The British Indian novelist and essayist has authored several novels, a book of short stories and a few pieces of non fiction too. A Fellow of the British Royal Society of Literature, Salman Rushdie has also won numerous awards including the Booker Prize (for Midnight’s Children) and also the Whitbread Prize for Best Novel (twice). His books have been translated into over forty languages.
Commenting about writing his just released novel, The Golden House, Rushdie says that the process of writing it was simple. “I wake up, dive into the book, work until I’m exhausted, then stop.
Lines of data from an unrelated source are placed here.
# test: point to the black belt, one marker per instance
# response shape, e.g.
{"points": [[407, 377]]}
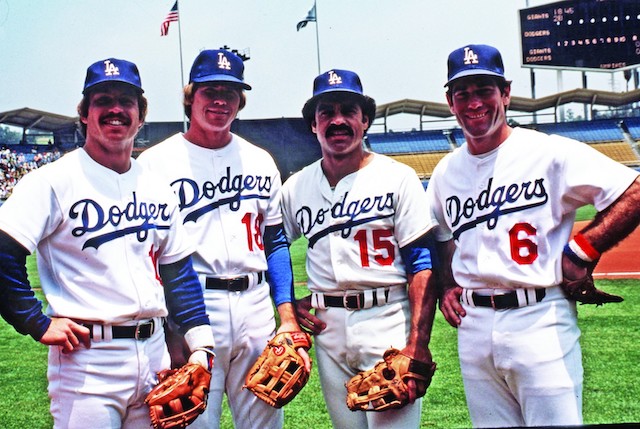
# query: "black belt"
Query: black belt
{"points": [[235, 284], [139, 332], [351, 302], [503, 301]]}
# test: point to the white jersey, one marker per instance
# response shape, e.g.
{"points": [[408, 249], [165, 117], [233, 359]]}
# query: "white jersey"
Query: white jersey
{"points": [[356, 230], [100, 236], [512, 210], [227, 196]]}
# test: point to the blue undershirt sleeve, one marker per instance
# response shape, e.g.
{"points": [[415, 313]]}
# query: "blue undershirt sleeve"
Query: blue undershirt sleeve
{"points": [[419, 254], [19, 305], [183, 294], [279, 272]]}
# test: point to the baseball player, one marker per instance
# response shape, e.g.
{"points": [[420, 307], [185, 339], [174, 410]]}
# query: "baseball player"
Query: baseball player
{"points": [[506, 202], [229, 195], [363, 215], [113, 260]]}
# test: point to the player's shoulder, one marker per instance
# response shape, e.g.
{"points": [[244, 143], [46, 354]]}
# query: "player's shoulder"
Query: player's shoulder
{"points": [[311, 173]]}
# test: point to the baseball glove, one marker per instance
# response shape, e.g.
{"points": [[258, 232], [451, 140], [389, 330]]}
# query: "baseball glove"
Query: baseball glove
{"points": [[179, 397], [279, 373], [384, 386], [584, 291]]}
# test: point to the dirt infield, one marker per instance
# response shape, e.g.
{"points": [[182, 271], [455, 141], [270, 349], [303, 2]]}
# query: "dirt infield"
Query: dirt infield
{"points": [[621, 262]]}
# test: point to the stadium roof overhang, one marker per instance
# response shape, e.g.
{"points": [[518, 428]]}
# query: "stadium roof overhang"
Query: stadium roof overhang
{"points": [[30, 119], [518, 104]]}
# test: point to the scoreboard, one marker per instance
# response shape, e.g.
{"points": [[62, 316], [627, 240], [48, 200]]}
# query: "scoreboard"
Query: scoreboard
{"points": [[581, 34]]}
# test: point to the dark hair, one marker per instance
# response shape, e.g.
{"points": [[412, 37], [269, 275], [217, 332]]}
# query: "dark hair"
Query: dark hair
{"points": [[190, 89], [83, 107], [367, 104]]}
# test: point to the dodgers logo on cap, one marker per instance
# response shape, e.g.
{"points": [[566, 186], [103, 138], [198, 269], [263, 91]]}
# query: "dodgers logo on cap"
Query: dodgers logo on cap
{"points": [[474, 60], [113, 70], [337, 80], [218, 65]]}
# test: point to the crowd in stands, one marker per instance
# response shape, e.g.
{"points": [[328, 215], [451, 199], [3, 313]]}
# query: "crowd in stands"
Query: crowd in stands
{"points": [[14, 165]]}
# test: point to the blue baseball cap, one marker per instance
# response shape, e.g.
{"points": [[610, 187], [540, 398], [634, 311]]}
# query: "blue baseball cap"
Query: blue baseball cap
{"points": [[218, 65], [336, 81], [113, 70], [471, 60]]}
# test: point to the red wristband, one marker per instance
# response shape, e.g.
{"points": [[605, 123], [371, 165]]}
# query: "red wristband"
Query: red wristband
{"points": [[586, 247]]}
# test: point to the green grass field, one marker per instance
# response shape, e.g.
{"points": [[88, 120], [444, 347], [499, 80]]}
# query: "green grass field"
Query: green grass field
{"points": [[610, 353]]}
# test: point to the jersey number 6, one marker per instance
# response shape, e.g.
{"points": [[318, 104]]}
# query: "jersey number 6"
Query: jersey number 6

And of course I’m constantly revising, re-reading, subtracting, adding, and that goes on until the day the book goes to press – it certainly did in this case,” said the author who turned 70 this June. “I don’t show anybody anything until I think I’ve finished. ‘Finishing’ to me means realising that my revisions aren’t improving the work, but merely changing it; and becoming aware that my creative energy for the work has dimmed. A novel, Randall Jarrell said, is a long piece of writing that has something wrong with it; perfection is an impossible dream.”
While many of Rushdie’s books were consciously political, they are never self-consciously so, thanks to deftness of touch shot through with promiscuous scholarship. “Speaking as a reader, I don’t like books that seem to preach at me,” he says when the prickly subject of Indian writers twerking internationally as professional causewallahs is raised. “My idea is closer to the Joycean concept that literature should be ‘static,’ not ‘dynamic’ – by which I mean that it should not seek to push the reader one way or the other, but to create a world in which the reader can find enjoyment, stimulation, challenge, information, thought, emotion, beauty… all the pleasures of art.”